Due to their low environmental impact, they’re an ideal sustainable travel choice. Of course, Tom’s Creek Nature Domes’ owner-operators, Cardia and Lee Forsyth, know all this, which is why they have set up their one-of-a-kind Nature Domes experience for the modern traveller. It’s also no surprise to learn that owner Lee is an electrical engineer—experienced in renewable energy—and that he designed the whole set-up. As well as the off-grid power supply, rainwater tanks are used, and the outdoor hot tub is heated by a wood fire—your campfire heats up your tub water via a large metal coil. Like most places in regional Australia, the nights get cold – but rather than blast a heater, the Domes provide you with hot water bottles, warm blankets, lush robes and heavy curtains to ward off the chill.

nature domes port macquarie
Photo: Nature Domes

You’ll need to be self-sufficient during your stay at the Domes, bringing your own food. Support local businesses and stock up in the town of Wauchope on your drive-in (and grab some pastries and coffee at Baked Culture while you’re at it). There’s a stovetop, fridge (stocked as per a mini bar), BBQs, lanterns and mozzie coils, and you can even order DIY S’More packs for fireside fun. The interiors of the Domes have a cosy, stylish fit-out, with a modern bathroom (and a proper flushing toilet—none of that drop bush toilet stuff). As there’s no mobile reception, pack a good book or make the most of treasures that lie waiting to be discovered at every turn: a bed chest full of board games, a cupboard crammed with retro DVDs, a stargazing telescope (the skies are ablaze come night time). Many of these activities are ideal for couples, but there’s plenty on offer for solo travellers, such as yoga mats, locally-made face masks and bath bombs for hot tub soaks. 
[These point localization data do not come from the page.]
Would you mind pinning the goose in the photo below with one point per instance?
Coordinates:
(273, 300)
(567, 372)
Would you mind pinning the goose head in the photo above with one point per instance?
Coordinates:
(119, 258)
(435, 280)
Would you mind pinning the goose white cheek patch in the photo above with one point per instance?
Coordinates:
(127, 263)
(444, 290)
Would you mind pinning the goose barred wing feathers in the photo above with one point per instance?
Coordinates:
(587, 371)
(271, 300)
It’s these thoughtful human touches that reinforce the benefit of making a responsible travel choice by booking local and giving your money to a tourism operator in the Greater Port Macquarie Region, such as Tom’s Creek Nature Domes. The owners are still working on the property following the setbacks of COVID-19, and flooding in the region —a new series of Domes designed with families and groups in mind is under construction, along with an open-air, barn-style dining hall and garden stage. Once ready, the venue will be ideal for wedding celebrations, with wedding parties able to book out the property. They’ve already got one couple—who honeymooned at the Domes—ready and waiting. Just need to train up the llamas for ring-bearer duties! 
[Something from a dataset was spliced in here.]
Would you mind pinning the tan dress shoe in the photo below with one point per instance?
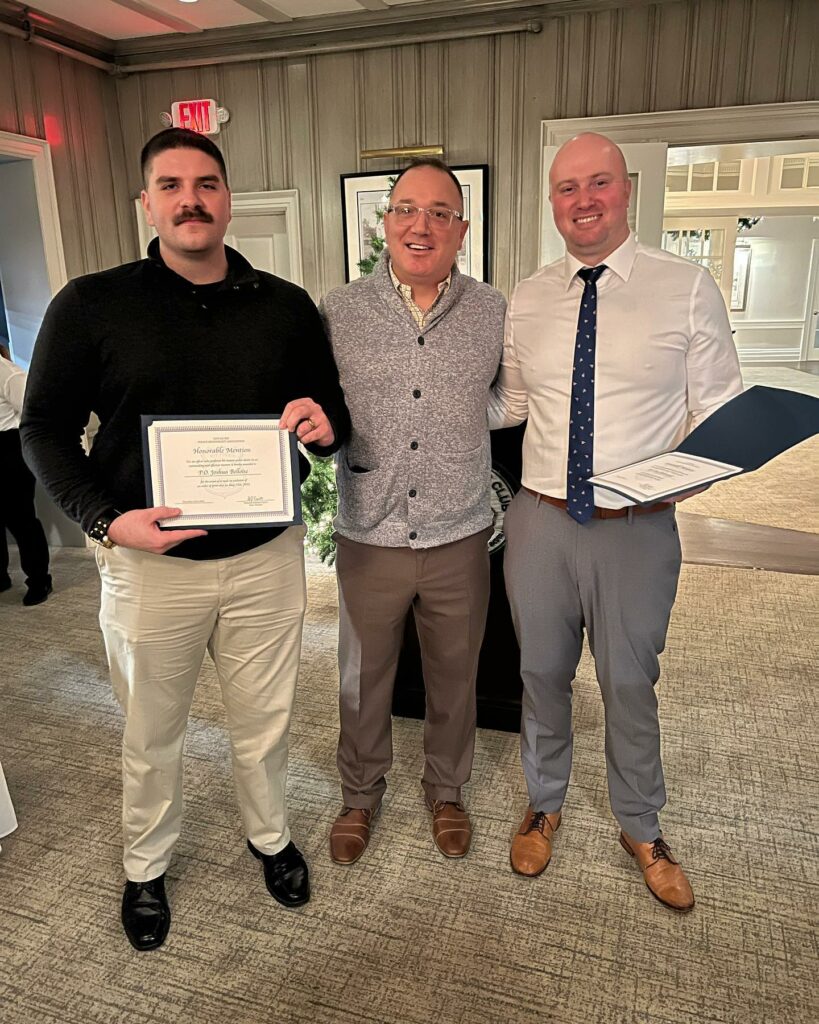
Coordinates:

An abundance of favourite moments come to mind from my two-night stay at Tom’s Creek: sipping champagne and gourmet picnicking at the top of a hill on a giant swing under a tree, with a bird’s eye view of the entire property (the ‘Mountain Top picnic’ is a must-do activity add on during your stay), lying on a deckchair at night wrapped in a blanket gazing up at starry constellations and eating hot melted marshmallows, to revelling in the joys of travellers before me, scrawled on notes in a jar of wishes left by the telescope (you’re encouraged to write your own to add to the jar). But I’ll leave you with a gratitude journal entry I made while staying there. I will preface this by saying that I don’t actually keep a gratitude journal, but Tom’s Creek Nature Domes is just the kind of place that makes you want to start one. And so, waking up on my second morning at Tom’s —lacking any 4G bars to facilitate my bad habit of a morning Instagram scroll—I finally opened up a notebook and made my first journal entry:

‘I am grateful to wake up after a deep sleep and breathe in the biggest breaths of this clean air, purified by nature and scented with eucalyptus and rain. I am grateful for this steaming hot coffee brewed on a fire. I feel accomplished at having made myself. I am grateful for the skittish sheep that made me laugh as I enjoyed a long nature walk at dawn and the animated billy goats and friendly llamas overlooking my shoulder as I write this: agreeable company for any solo traveller. I’m grateful for total peace, absolute stillness.” 

Off-grid holiday status: unlocked.

Where: Tom’s Creek Nature Domes, Port Macquarie, 2001 Toms Creek Rd
Price: $450 per night, book at the Natura Domes website.